This concept adds privacy, verifiability, and quantum randomness as first-class citizens, making it resilient to tampering and eavesdropping.

wet tendon
#

cryptography works inside finite space.. a biiiiig one.. huuge.. but still finite..

storm hornet
#

Cryptography uses small, finite keys like a 256-bit number but the number of possible keys is so huge it’s practically endless.
Because you can’t realistically try every key, that tiny piece of data opens a search space that feels infinite.
It’s a way of getting “unlimited” possibilities out of limited storage.

violet light
# wet tendon what do you mean 'get updated and carried forward'? Updated where and how?

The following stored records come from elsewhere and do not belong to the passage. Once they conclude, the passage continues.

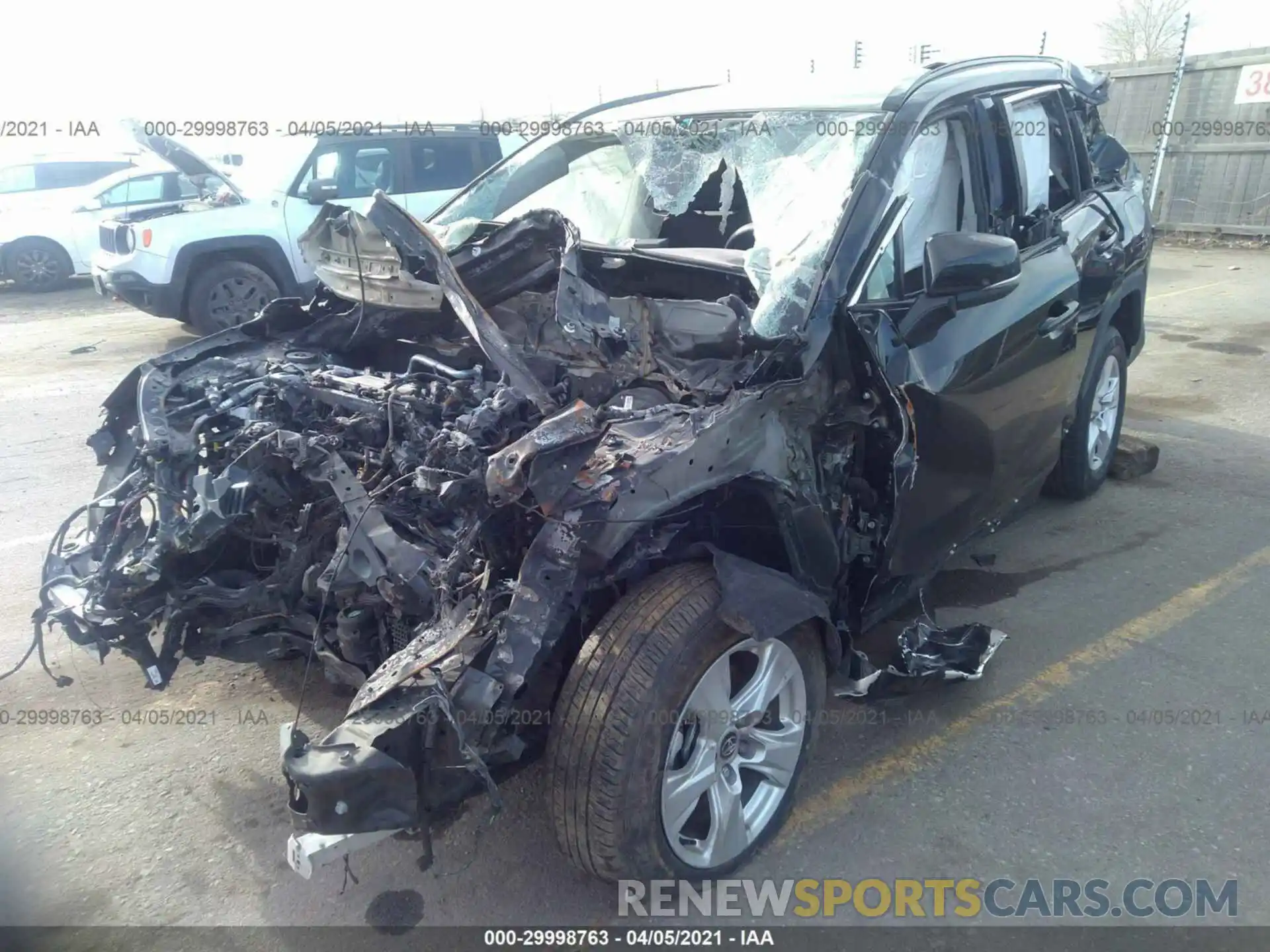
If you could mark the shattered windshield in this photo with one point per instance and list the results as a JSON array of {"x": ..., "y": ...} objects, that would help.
[{"x": 767, "y": 188}]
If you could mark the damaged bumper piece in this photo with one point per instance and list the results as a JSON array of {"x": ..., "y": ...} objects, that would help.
[{"x": 432, "y": 476}]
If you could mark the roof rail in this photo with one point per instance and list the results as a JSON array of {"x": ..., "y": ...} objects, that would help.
[
  {"x": 632, "y": 100},
  {"x": 939, "y": 69}
]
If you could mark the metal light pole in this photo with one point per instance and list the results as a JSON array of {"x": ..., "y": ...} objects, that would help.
[{"x": 1158, "y": 160}]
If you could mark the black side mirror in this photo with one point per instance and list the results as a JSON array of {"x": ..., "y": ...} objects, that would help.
[
  {"x": 969, "y": 267},
  {"x": 959, "y": 270},
  {"x": 1109, "y": 158},
  {"x": 321, "y": 190}
]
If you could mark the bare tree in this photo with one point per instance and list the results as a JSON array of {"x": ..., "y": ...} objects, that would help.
[{"x": 1143, "y": 30}]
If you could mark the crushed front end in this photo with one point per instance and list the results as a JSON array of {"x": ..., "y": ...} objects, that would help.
[{"x": 407, "y": 480}]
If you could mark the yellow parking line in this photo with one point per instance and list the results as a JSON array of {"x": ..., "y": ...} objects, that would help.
[
  {"x": 1183, "y": 291},
  {"x": 832, "y": 803}
]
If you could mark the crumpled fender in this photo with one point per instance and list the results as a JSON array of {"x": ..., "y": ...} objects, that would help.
[{"x": 765, "y": 603}]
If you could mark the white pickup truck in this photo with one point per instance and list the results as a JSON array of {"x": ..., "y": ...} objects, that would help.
[{"x": 214, "y": 263}]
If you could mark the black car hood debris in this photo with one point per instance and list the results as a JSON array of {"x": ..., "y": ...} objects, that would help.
[{"x": 435, "y": 476}]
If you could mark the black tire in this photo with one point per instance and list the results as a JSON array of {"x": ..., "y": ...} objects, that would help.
[
  {"x": 609, "y": 743},
  {"x": 37, "y": 264},
  {"x": 228, "y": 294},
  {"x": 1075, "y": 476}
]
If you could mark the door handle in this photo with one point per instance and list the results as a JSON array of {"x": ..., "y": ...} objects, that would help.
[{"x": 1061, "y": 317}]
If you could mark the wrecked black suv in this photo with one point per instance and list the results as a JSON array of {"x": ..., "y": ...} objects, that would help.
[{"x": 616, "y": 459}]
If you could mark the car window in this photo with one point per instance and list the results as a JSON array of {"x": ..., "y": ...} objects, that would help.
[
  {"x": 446, "y": 163},
  {"x": 144, "y": 188},
  {"x": 357, "y": 168},
  {"x": 74, "y": 175},
  {"x": 603, "y": 180},
  {"x": 17, "y": 178},
  {"x": 937, "y": 177},
  {"x": 1040, "y": 136}
]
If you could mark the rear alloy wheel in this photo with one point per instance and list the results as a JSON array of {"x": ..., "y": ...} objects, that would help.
[
  {"x": 679, "y": 742},
  {"x": 37, "y": 264},
  {"x": 229, "y": 294},
  {"x": 1090, "y": 444}
]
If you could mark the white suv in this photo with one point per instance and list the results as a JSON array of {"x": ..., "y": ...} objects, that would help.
[
  {"x": 216, "y": 262},
  {"x": 42, "y": 247},
  {"x": 51, "y": 179}
]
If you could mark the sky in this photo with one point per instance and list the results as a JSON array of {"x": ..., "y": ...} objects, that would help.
[{"x": 394, "y": 61}]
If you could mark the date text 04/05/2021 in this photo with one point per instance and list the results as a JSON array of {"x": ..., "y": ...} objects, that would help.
[{"x": 599, "y": 937}]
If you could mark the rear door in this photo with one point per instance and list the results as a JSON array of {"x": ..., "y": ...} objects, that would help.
[
  {"x": 984, "y": 387},
  {"x": 443, "y": 163},
  {"x": 132, "y": 194}
]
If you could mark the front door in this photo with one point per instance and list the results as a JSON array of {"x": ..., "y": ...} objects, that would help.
[
  {"x": 359, "y": 168},
  {"x": 987, "y": 386}
]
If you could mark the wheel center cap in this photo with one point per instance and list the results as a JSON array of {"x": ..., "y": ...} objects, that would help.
[{"x": 728, "y": 746}]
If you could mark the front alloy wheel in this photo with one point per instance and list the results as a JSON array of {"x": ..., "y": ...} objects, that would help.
[
  {"x": 733, "y": 753},
  {"x": 1104, "y": 414},
  {"x": 677, "y": 742}
]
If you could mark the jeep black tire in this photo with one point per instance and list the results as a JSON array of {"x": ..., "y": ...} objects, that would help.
[
  {"x": 1090, "y": 444},
  {"x": 37, "y": 264},
  {"x": 228, "y": 294},
  {"x": 625, "y": 703}
]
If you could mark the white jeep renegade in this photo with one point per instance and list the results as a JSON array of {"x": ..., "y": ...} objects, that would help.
[{"x": 215, "y": 262}]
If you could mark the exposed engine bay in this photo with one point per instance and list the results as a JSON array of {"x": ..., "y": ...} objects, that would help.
[{"x": 437, "y": 474}]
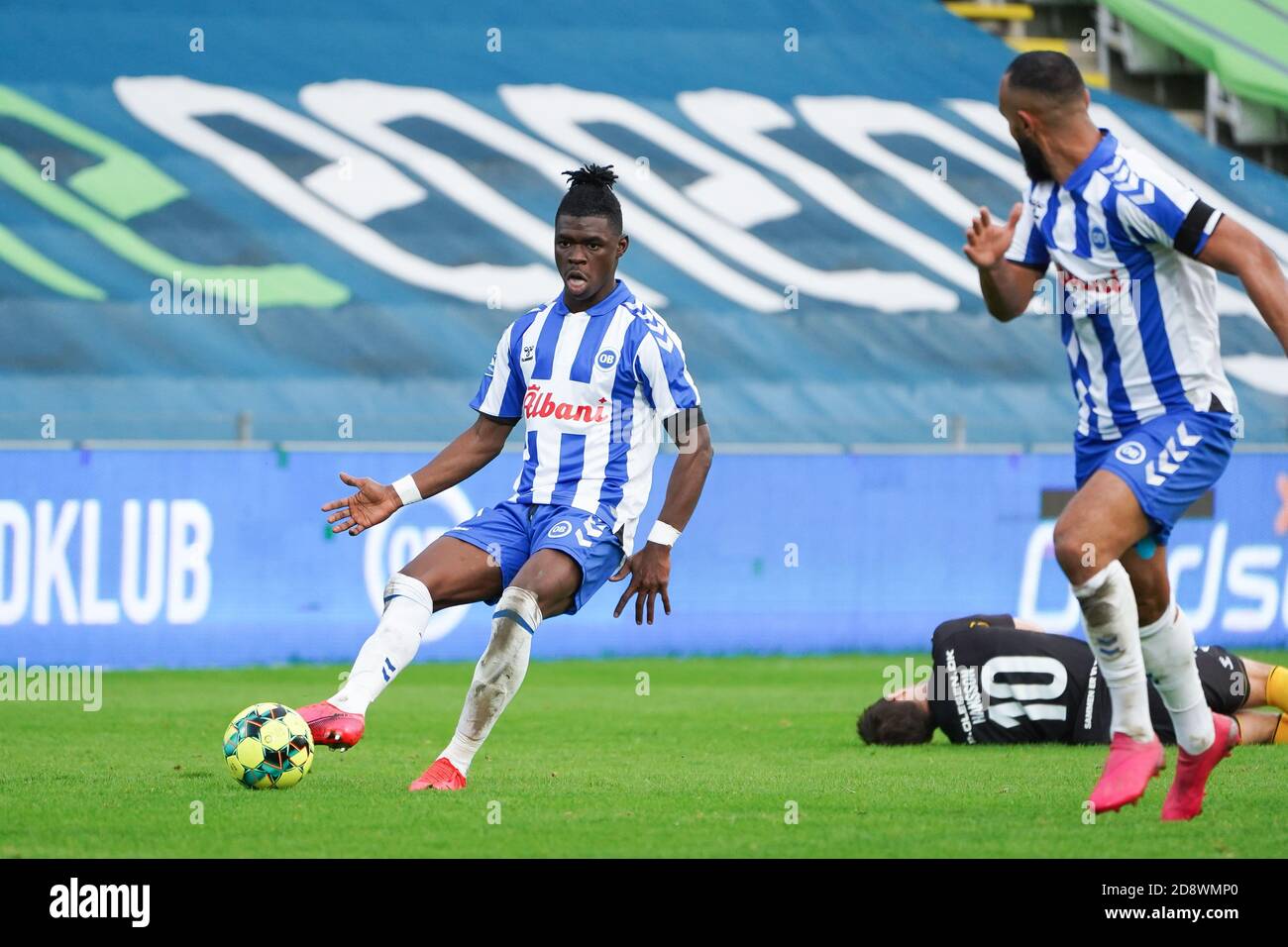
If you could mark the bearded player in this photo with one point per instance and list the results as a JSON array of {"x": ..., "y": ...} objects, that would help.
[
  {"x": 1133, "y": 250},
  {"x": 596, "y": 375}
]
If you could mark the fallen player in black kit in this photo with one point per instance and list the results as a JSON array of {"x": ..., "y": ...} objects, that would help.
[{"x": 997, "y": 681}]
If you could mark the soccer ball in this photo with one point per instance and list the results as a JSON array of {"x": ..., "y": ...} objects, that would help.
[{"x": 268, "y": 746}]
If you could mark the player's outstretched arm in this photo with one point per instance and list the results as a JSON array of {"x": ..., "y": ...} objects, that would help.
[
  {"x": 1236, "y": 250},
  {"x": 651, "y": 567},
  {"x": 1008, "y": 286},
  {"x": 467, "y": 455}
]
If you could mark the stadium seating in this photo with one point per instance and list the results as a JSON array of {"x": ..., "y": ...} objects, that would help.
[{"x": 797, "y": 195}]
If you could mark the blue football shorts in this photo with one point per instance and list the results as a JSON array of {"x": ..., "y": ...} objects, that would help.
[
  {"x": 513, "y": 531},
  {"x": 1168, "y": 462}
]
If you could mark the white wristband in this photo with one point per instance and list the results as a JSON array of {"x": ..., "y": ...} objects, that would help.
[
  {"x": 407, "y": 489},
  {"x": 662, "y": 534}
]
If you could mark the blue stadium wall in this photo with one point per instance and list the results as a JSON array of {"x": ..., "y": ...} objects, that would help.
[
  {"x": 219, "y": 558},
  {"x": 147, "y": 141}
]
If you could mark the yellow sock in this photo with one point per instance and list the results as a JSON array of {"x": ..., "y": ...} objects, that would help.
[
  {"x": 1282, "y": 729},
  {"x": 1276, "y": 688}
]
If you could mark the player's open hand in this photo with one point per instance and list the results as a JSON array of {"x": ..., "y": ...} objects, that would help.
[
  {"x": 649, "y": 571},
  {"x": 374, "y": 502},
  {"x": 987, "y": 243}
]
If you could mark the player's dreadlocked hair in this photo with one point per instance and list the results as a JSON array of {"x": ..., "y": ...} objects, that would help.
[
  {"x": 590, "y": 193},
  {"x": 896, "y": 723}
]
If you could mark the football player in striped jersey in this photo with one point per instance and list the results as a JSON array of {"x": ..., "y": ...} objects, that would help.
[
  {"x": 1133, "y": 252},
  {"x": 595, "y": 375}
]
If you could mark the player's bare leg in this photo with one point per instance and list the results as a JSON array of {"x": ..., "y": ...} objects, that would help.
[
  {"x": 1096, "y": 528},
  {"x": 1258, "y": 727},
  {"x": 544, "y": 587},
  {"x": 449, "y": 573},
  {"x": 1167, "y": 643},
  {"x": 1267, "y": 686}
]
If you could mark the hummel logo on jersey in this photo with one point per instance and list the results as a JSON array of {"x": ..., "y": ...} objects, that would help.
[
  {"x": 535, "y": 405},
  {"x": 1170, "y": 459}
]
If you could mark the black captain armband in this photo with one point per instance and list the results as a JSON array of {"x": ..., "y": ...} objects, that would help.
[
  {"x": 1193, "y": 227},
  {"x": 679, "y": 424}
]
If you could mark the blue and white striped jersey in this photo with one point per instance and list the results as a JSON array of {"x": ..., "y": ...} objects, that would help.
[
  {"x": 592, "y": 388},
  {"x": 1137, "y": 313}
]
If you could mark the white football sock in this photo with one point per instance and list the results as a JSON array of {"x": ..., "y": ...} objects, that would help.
[
  {"x": 1109, "y": 615},
  {"x": 1168, "y": 651},
  {"x": 497, "y": 674},
  {"x": 391, "y": 647}
]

I am still tinkering and working through it, I have a project for my philosophy book club creating philosopher bots who form beliefs over time. Any time the AI forms a new belief there is scaffolding in place (conceptual scaffolds not ML scaffolds) which result in storage into a Postgres DB and graph DB to store the belief atoms and different types of relationships between them.

So let's say I say 'Snarglefluff steals from others without remorse'

The AI infers a lot of stuff. It outputs a tons of new beliefs. Due to post limits lets look at one:

{
"id": "ba:lacks_empathy_guilt",
"subject": "agent:snarglefluff",
"predicate": "has_empathy_or_guilt_for_harm",
"object": false,
"polarity": "inferred",
"confidence": 0.8,
"justification": "Lack of remorse for stealing was interpreted as reduced empathy/guilt toward victims.",
"created_at": "2025-09-22T09:00:00-07:00"
}

But later the AI finds out that "Snarglefluff comforted a victim after they were harmed, showing genuine concern for their well-being"

Resulting in:

{
"id": "ba:shows_empathy_guilt",
"subject": "agent:snarglefluff",
"predicate": "has_empathy_or_guilt_for_harm",
"object": true,
"polarity": "inferred",
"confidence": 0.85,
"justification": "Snarglefluff comforted a victim after they were harmed, showing genuine concern for their well-being.",
"created_at": "2025-09-22T09:15:00-07:00"
}

An incongruity has now formed (I studied those in grad school when modeling humor!). This requires a resolution process. The system would detect the same subject/predicate with opposite truth values. It then goes through a process involving things like confidence, evidence, source reliability, and so on to choose which one to keep and which one to prune.

#

(during 'sleep' well established beliefs might be used for fine tuning)

storm hornet
#

In pure mathematics, one-way cryptography is irreversible: once an output is produced, the input cannot be efficiently recovered.
The output is immutable and timeless—it never changes or “ages” within the abstract system.
In this sense, cryptographic outputs have a kind of computational immortality, like a time crystal in logic rather than in physics.

wet tendon
#

i dont say is not useful on the case u using it.. but is not training..

violet light
#

It is not RAG. RAG just retrieves chunks of data and injects them into the context - nothing is being structurally transformed beyond retrieval. This type of system (I just tinker, others have built extensive frameworks) is a semantic memory layer that stores beliefs (in Postgres/graph DB) with confidence, provenance, and contradiction resolution, so the belief state itself evolves over time.

#

ML does not have a monopoly on the word 'training' to mean weight updates.

wet tendon
#

when we talk about training an llm yes.. its this

#

you store beliefs in graphdb, then how do you recall that?

violet light
# wet tendon when we talk about training an llm yes.. its this

One problem with getting stuck into a paradigm and currently accepted naming is that you become inflexible. We could say 'teaching'.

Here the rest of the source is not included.